3) Ücretli çalışanların en büyük sorunlarından biri de sizin de az evvel bahsettiğiniz TMMOB’nin asgari ücret belirleme yetkisinin elinden alınması, bu bir süredir çokça gündem olan bir konu…
Güvenceli ücret, temel sorunlarımızın başında geliyor. TMMOB, Sosyal Güvenlik Kurumu ile 2012 yılında imzalanan protokol gereği her yıl düzenli olarak mühendis, mimar ve şehir plancılarının alacağı asgari ücreti belirliyordu. Bu ücret belirlenirken hayat pahalılığından tutun da, üretilen teknik hizmetlerin kalitesinin düşmemesi için gereken temel refah gibi bir çok unsur değişken olarak kullanılıyordu.

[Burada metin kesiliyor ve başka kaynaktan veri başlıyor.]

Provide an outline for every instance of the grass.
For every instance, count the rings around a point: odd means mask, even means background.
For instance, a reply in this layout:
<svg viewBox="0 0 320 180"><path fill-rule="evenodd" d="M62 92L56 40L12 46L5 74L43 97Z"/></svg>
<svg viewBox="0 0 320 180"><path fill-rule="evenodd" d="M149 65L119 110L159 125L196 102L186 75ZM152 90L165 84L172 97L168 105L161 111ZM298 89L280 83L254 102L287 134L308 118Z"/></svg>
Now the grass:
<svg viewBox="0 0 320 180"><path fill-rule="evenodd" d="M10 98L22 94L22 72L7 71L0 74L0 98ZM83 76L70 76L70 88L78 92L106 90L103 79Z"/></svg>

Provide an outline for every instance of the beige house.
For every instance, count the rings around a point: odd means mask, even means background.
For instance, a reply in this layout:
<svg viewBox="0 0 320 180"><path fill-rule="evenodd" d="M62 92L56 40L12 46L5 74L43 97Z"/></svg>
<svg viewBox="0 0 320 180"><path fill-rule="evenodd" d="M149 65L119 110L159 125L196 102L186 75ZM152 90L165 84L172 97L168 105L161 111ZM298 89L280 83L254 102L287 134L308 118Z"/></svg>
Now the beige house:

Gerçekleştirilen denetimlerle de, meslektaşlarımızın bu belirlenen ücretin altında ücret alması engelleniyordu. Bu sayede ücretli çalışan meslektaşlarımızın hakları görece iyileşmeye başlamıştı.
Serbest piyasanın acımasız sömürü ortamında emeğin ve ücretin güvencesine yönelik atılan bu olumlu adım bir süre sonra dikkatleri üzerine çekti. Sermaye gruplarının baskısıyla iktidar, uygulamada olan protokole müdahale etmeye başladı. Çok geçmeden SGK, imzaladığımız protokolün içini boşaltmak ve uygulamayı sonlandırmak için girişimde bulundu. Tüm itirazlarımıza rağmen TMMOB Asgari Ücret Protokolümüz haksız yere, SGK tarafından tek taraflı olarak feshedildi.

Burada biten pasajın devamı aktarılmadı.